COVID-19 is an airborne pathogen. We breathe it as we do oxygen, except it triggers a technical glitch in humans for which there is no technical solution. Yuval Noah Harari describes our human condition in Homo Deus: “Humans always die due to some technical glitch." Humans spread COVID-19 to varying degrees. The data tells the truth about capacity to care for those with the disease (caregivers and hospitals reach capacity), potential risks of super spreader events across age, sex and pre-existing technical glitches (diabetes, weight, immune, heart or lung). People have died. The data tells how many did. That is past tense. It tells at any point in time the potential risks of not trusting these past observations to predict future occurrences.
Elections are another area where data is important for truth-telling. Bahamians laser focus on them, and observations of past elections tell a story of what happened. However, data is omnipresent within the context of the election period in showing the number of persons at a rally, persons registering and, at polling day, who is predicted to win or lose. Are there any predictive models for what candidates have said before an election to predict their likelihood of delivering the outcomes once elected. How can data help with accountability and transparency reporting? Can data also speak to credibility, trust, being held accountable? How does this data help move a country forward in making decisions about candidates? What did the candidate do to have a measurable impact on socio-economic well-being and the community’s growth? Data can provide some insights on the intangibles and tangible outcomes of the electoral process.
Finally, skills. Data has some truth-telling about human skills in The Bahamas. The efforts to upskill and reskill , and to close gaps, have been thwarted by COVID-19, and pressing the pause and reset buttons post-Dorian.

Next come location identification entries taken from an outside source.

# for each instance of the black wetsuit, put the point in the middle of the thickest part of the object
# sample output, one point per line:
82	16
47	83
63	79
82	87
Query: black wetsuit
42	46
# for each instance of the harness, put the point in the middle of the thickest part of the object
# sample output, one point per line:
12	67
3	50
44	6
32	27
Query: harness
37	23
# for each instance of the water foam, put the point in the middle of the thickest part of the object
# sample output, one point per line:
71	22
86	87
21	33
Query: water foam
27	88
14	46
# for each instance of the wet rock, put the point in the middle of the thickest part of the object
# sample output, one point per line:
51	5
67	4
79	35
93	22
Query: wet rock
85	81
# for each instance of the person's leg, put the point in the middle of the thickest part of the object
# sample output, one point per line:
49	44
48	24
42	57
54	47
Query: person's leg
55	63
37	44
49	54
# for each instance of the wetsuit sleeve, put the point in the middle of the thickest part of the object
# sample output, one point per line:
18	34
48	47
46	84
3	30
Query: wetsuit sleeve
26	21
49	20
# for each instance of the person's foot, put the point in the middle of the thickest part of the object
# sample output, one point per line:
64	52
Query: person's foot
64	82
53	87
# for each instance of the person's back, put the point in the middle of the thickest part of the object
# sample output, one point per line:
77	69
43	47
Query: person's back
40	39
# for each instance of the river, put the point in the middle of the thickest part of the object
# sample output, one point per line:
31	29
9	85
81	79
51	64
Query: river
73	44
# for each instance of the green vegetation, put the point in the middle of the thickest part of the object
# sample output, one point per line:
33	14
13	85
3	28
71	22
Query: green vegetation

A 2019-2020 collaboration by five private sector summer technology programmes found little reliable publicly available data on the national skills portfolio; breakdown of the student population; reliable learning trackers or other variables to get and tell a skills story.
Data is the common language to tell this story and solve people, planet and profit problems. It is an engine for economic recovery for small island nations like The Bahamas. Data highlights business, education, health, government and innovation pain-points, work-skill gaps and laser focuses efforts to accelerate, target, track and scale human capital programmes to close multiple divides. The absence of data is the absence of knowledge, resulting in operating in a vacuum versus having a catalyst to thrive, strive and harness work opportunities that match local and global workforce needs.
Using data’s predictive qualities would provide valuable insights on the present value impact on the country’s GDP, and in almost real time, given the feedback loops and data harvesting tools now available. The predictive model from our research for one summer STEM programme, for example, showed an approximate present value to GDP of $54m. Now imagine the predictive story of the data on all national skills programmes. Imagine telling that story to ignite the power of data analytics. Think STEManalytics, LEARNanalytics, BAHAMIANMADEAnalytics, JUNKANOOAnalytics, FISHAnalytics, EXPERIENCEAnalytics offered to the world? Massive remote work opportunities with imagination and creative passion.
So while data is messy, it may be an untapped source that has the potential to unite a nation in understanding what has happened and is happening, through the 'what-if-then' scenarios, ways to pivot or anticipating obstacles. But, most importantly, a plan must be developed to harness that messy data which will tell evidence-based stories. That plan will become a tool for, and of, infinite possibilities.